In South Africa, we worked with the Bishop Simeon Trust and Themba Interactive to support vulnerable children and young people in townships across Gauteng, focussed in particular on the problem of xenophobia. In India we worked with Budhan Theatre/Nomad Films and with the 'Denotified Tribes Rights Action Group' (DNT RAG) to explore the historical predicament of these ex-'Criminal Tribe' communities in the cities of western India. In Brazil, we worked with Plan International to support groups of vulnerable girls in Codó, a region within Brazil with one of the lowest scores on the Universal Human Rights Index.

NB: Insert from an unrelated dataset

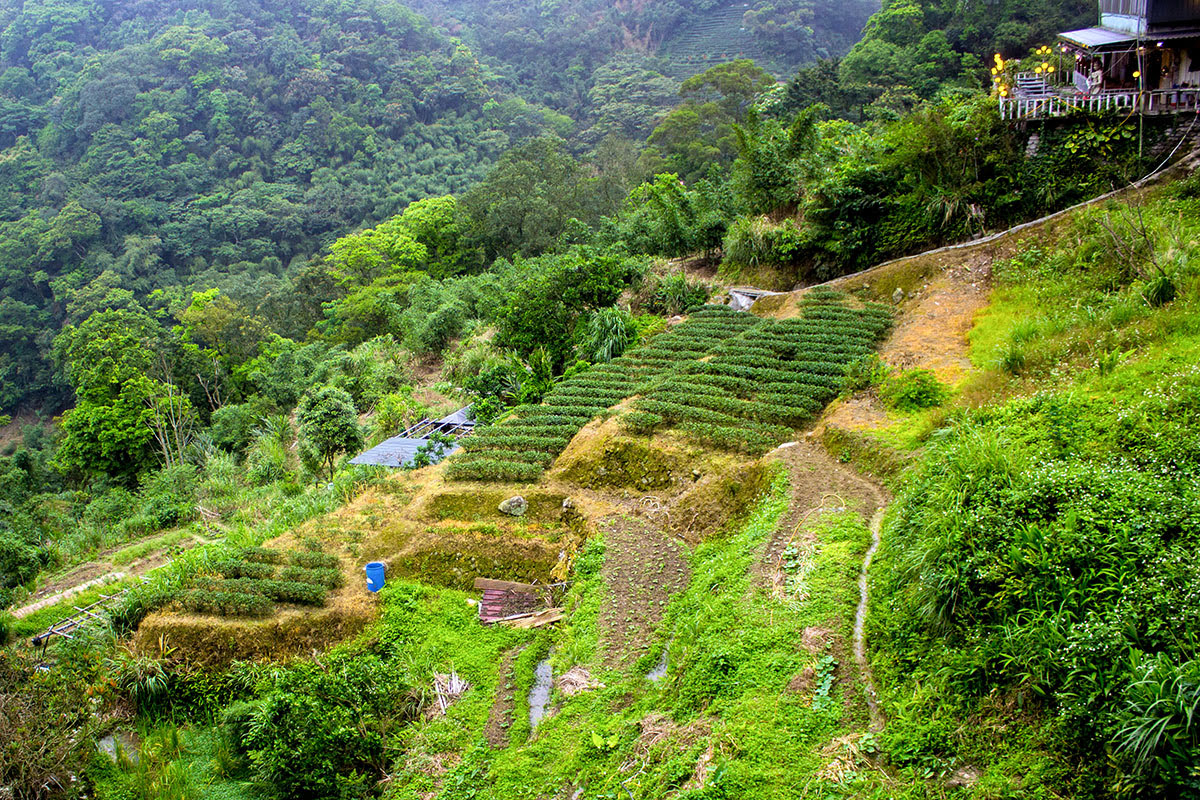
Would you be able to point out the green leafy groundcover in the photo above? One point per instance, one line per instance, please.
(1045, 553)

In each case participants had to reflect upon the role of ‘participation’ as both a tool for creativity, on the one hand, and the delivery of ‘practical’ development outcomes on the other. Why use filmmaking as an international development tool? What are the enablers of – and barriers to – successful participatory filmmaking initiatives? What does ‘success’ mean in this context? What is the role of the filmmaker? Is s/he an artist? A community worker? A therapist? What happens after a project takes place? And what about the films? What happens to the ‘art’ when someone is labelled as a ‘participant’ in a ‘participatory filmmaking process’, rather than an individual who has decided to make a film? This session will explore some of these issues, before screening the short film The Born-Free Generation, Phendulani’s Story and Me, which is one of the films to emerge from this project.
Speaker information
Professor Paul Cooke , University of Leeds. Paul Cooke is Centenary Chair of World Cinemas at the University of Leeds. He has published widely on European Heritage Cinema and the public history debates it generates, as well as on film culture as a national ‘soft power’ asset. He is currently running the AHRC/GCRF Network+ project Changing the Story: Building Civil Society with and for Young People in Post-Conflict Settings as well as a number of participatory filmmaking projects in the UK, South Africa, India, Cambodia, Beirut and Nepal.